Page 1 of 1

Hash stage-Allow stage write cache

Posted: Fri Apr 08, 2005 12:11 am
by subramanya
Hi,
If we are loading the Hash file in the job itself(Both loading and reading are done), can we check the "Allow stage write cache"?. If not why?

Thnx
Subramanya

Posted: Fri Apr 08, 2005 12:36 am
by chulett
No, you can't... and it makes sense why if you stop and think about it for a minute. The hash file writes are cached in memory and (technically) the hash itself isn't really created and populated until the stage 'closes' and all of the information is flushed to disk.

Hash Stage closing

Posted: Fri Apr 08, 2005 12:57 am
by subramanya
I am loading and reading the hash file in the same job(with write cache enabled). While running the job only after the hash loading stage is completed, rows are coming from the source.So when the hash stage is finished will it not be flushed to the disk?

Posted: Fri Apr 08, 2005 1:01 am
by chulett
In that case, yes - you'll be fine. For whatever reason, you gave me the impression the writing and reading were happening simultaneously in the job, that is the situation in which you can't enable write caching.

Posted: Fri Apr 08, 2005 1:05 am
by dhiraj
Please give more information as to how you are loding your file and how you are reading it. Are you updating/inserting the file the same time you are reading it or is it a load first and then read it case.

In the latter case, you can use the Allow stage write cache option.

If you are concurrently both reading and writing to the file, even then you could enable the write cache option but you should also select the preload to memory with lock for updates option in the hash file stage where you are reading the file.

IHTH

Dhiraj

P.S. Please search the forum before you make a post. This question has been addressed here several times.

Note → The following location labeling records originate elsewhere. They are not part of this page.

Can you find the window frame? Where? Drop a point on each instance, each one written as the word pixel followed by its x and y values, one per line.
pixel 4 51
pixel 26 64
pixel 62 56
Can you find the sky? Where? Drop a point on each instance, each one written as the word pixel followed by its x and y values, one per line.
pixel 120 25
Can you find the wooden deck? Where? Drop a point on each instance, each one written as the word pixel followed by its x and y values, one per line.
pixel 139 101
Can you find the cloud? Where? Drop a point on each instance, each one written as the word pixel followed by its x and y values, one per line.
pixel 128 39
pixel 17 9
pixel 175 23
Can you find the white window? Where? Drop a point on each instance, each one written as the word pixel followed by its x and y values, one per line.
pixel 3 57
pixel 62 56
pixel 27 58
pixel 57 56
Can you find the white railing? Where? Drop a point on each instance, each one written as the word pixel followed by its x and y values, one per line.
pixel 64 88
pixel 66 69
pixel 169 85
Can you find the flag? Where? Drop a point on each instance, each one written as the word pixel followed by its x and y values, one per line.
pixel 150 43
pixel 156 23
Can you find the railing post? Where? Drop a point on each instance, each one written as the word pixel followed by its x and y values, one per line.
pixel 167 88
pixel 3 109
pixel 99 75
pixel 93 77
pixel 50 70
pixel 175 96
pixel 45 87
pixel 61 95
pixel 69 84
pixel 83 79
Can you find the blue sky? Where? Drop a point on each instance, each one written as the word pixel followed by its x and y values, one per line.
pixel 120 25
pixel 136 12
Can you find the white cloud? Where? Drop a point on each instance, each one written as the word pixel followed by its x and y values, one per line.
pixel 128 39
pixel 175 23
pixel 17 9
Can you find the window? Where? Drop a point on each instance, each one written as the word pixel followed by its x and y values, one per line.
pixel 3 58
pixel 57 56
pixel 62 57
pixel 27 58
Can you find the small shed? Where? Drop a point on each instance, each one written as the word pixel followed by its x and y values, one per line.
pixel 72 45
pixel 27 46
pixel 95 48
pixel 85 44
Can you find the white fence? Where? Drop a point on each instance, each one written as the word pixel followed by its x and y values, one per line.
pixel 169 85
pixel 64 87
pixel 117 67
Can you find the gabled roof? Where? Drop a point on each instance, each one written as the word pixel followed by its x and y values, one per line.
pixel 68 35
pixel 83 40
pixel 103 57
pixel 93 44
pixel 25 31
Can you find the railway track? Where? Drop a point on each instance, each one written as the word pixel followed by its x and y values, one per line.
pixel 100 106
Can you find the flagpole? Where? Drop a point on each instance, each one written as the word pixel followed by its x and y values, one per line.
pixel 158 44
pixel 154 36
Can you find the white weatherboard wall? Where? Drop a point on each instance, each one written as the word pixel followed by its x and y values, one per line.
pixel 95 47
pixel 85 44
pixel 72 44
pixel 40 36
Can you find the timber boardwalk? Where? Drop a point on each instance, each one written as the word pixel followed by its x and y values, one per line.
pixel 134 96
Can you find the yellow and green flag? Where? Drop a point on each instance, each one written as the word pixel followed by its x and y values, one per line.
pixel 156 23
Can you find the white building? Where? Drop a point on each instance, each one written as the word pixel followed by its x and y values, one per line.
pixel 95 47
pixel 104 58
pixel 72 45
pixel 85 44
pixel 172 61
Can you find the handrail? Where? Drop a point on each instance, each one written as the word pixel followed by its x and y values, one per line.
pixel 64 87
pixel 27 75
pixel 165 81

Posted: Fri Apr 08, 2005 1:05 am
by ArndW
subramanya,

if you are reading & writing different records then you can activate cacheing or delayed writes; but if you are updating data then you have no method of ensuring that one change doesn't overwrite the other. If your read stage reads record A with column Sum having value 2, 1 to it and subsequently writes it back. Then, several hundred rows later, you need to increment record A again and read it, you will get the original record because of the caching. When the job finishes, you will get either the 1st or the 2nd version of A in your hash file - and you have no control over which version gets written when (it is a function of the hash mechanism).